Sunday, September 12, 2010

A Land of Manganese (Whatever that is)

I know, I know, it’s been a while since I last blogged, but our week of training was incredibly busy. Plus, I’ve spent the last two days getting acclimated to my new home. It’s luck of the draw, really, but I’m way out in a little village called Zodi, about 30 minutes from Chiatura, a medium-sized town that still has active manganese mines. Over the course of training, I made some fast friends and wound up getting placed near Bran, who is in the city along with 4 other volunteers. I’m the only one in my area on a farm.

Not that I’m complaining too much. I live with a 25 year old man named Tedo whose glasses magnify his eyes to epic proportions, and his mother, my deda (mother in Georgian), who yells almost constantly but never without a grin on her face. It’s pretty incredible.

I’ve met some of my students. From the looks of it, I’ll be teaching 8th grade English, and from the skills of my teacher, I’ll be doing much of the lesson planning. Four of the girls from the English classes live around me, two of them in the house right across the “street.” Let me tell you something about my house. As we were driving up to it, the road got progressively worse – first it was nicely paved, coming for about 2km out of Chiatura. Then, we took a left onto a rocky but manageable road. From there, the road became pocked with potholes the size of small ponds, until it gave way entirely to grass and stopped at my house’s driveway. Oh boy.

So I’m secluded and neither Tedo nor my deda speak a lick of English. It’s not all bad. I can communicate pretty effectively with the girls from the English classes who are always around. I can’t wait to start teaching them so they can help me figure out just exactly how much electricity to expect.
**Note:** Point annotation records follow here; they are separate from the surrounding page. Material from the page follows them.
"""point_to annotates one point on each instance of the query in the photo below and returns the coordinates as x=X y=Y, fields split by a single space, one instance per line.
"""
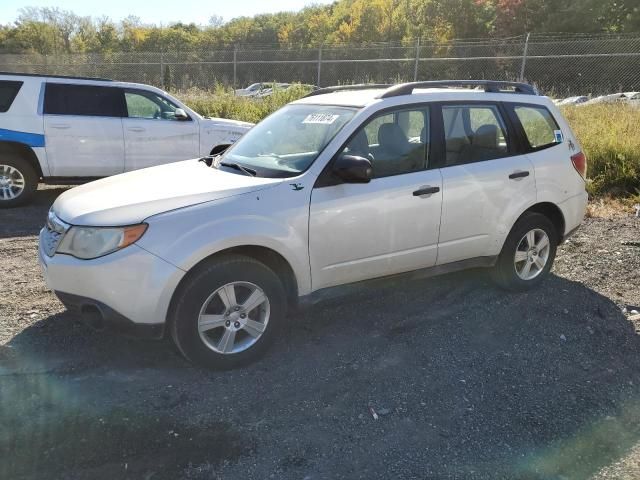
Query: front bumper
x=127 y=288
x=99 y=316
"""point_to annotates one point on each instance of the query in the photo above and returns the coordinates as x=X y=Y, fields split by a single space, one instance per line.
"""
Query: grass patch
x=221 y=102
x=610 y=138
x=609 y=134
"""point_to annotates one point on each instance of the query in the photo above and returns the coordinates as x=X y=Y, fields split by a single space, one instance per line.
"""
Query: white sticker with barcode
x=558 y=135
x=324 y=118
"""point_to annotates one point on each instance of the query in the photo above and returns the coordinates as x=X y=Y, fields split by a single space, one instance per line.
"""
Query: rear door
x=152 y=133
x=486 y=179
x=83 y=130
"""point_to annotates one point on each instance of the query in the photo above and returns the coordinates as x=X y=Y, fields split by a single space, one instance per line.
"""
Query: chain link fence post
x=162 y=85
x=319 y=64
x=524 y=58
x=235 y=67
x=415 y=66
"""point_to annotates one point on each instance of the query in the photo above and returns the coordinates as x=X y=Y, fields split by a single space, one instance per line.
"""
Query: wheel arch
x=269 y=257
x=23 y=151
x=552 y=212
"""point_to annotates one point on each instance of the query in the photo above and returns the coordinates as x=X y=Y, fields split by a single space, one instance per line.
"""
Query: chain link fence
x=560 y=65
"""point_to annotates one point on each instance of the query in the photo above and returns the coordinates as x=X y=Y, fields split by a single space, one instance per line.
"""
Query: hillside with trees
x=53 y=30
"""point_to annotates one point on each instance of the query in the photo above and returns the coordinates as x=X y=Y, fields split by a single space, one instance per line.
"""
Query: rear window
x=88 y=100
x=539 y=126
x=8 y=91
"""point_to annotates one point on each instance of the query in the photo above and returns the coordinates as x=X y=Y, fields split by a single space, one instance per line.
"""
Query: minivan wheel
x=18 y=181
x=527 y=254
x=228 y=313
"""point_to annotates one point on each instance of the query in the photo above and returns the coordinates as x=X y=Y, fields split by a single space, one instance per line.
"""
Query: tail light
x=579 y=161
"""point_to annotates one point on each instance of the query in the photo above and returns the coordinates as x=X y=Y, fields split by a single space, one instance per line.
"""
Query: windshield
x=287 y=142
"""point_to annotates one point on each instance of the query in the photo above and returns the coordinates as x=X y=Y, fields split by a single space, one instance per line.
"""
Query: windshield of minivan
x=287 y=142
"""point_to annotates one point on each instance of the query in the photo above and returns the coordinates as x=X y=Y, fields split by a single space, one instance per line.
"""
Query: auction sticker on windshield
x=324 y=118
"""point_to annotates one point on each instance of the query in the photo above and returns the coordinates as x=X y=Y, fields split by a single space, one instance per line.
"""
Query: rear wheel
x=18 y=181
x=228 y=313
x=527 y=254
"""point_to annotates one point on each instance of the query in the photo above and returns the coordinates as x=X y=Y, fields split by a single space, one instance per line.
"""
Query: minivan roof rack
x=489 y=86
x=17 y=74
x=346 y=88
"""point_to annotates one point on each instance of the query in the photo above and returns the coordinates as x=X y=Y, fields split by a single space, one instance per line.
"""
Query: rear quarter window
x=539 y=126
x=86 y=100
x=8 y=91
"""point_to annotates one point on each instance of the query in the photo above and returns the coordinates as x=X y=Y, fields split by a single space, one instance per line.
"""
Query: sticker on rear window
x=324 y=118
x=558 y=135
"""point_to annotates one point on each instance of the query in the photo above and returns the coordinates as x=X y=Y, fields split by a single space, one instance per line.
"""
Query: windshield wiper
x=248 y=171
x=209 y=159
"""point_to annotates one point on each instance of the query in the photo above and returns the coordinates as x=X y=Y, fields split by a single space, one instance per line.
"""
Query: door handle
x=428 y=190
x=516 y=175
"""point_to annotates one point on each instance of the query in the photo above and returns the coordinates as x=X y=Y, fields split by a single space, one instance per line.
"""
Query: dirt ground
x=468 y=382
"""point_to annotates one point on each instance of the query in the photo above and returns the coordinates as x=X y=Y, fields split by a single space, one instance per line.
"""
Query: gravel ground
x=467 y=381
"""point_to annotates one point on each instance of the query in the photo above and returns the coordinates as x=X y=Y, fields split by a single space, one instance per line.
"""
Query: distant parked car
x=64 y=130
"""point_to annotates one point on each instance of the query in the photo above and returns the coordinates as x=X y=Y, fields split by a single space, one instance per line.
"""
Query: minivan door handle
x=427 y=190
x=517 y=175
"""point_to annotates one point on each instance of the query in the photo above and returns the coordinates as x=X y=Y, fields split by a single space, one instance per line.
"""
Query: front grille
x=52 y=233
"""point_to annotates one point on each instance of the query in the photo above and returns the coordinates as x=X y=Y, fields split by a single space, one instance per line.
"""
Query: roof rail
x=345 y=88
x=490 y=86
x=18 y=74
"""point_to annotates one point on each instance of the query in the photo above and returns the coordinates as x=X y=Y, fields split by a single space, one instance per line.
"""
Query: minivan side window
x=395 y=142
x=474 y=133
x=86 y=100
x=149 y=105
x=8 y=92
x=539 y=126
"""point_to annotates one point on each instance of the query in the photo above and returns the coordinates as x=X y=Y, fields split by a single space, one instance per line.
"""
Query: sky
x=160 y=11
We’ve spent the past couple of nights laughing and trying to communicate. We were warned early on that you’d spend much of your time just staring at your family – well, we’re not into that here. We’re going to try to talk, and by God, if that means my deda yells at me in Georgian like I understand it, so be it.

2 comments:

  1. Oh man, too funny about the 'yelling like I understand it' - can easily picture an evening on the farm. What do they grow/raise there? How big is the house? Do you have your own room? Is there an address or other way for us to find the farm on Google Earth? What's the countryside like? Is there a church? What else is in the village of Zodi? It's great to hear from you and know you're doing well. Good luck with the lesson planning. Your mom is so impressed that you're teaching the same subject to the same age group that she did (with a few differences, of course). Love the blogs, keep them coming!

    ReplyDelete
  2. Ha! I love this - I wish I could hear your deda yelling. Sounds similar to my mom yelling at the yard workers in English thinking that maybe if she yells it will make more sense!

    Glad to hear you are enjoying your family.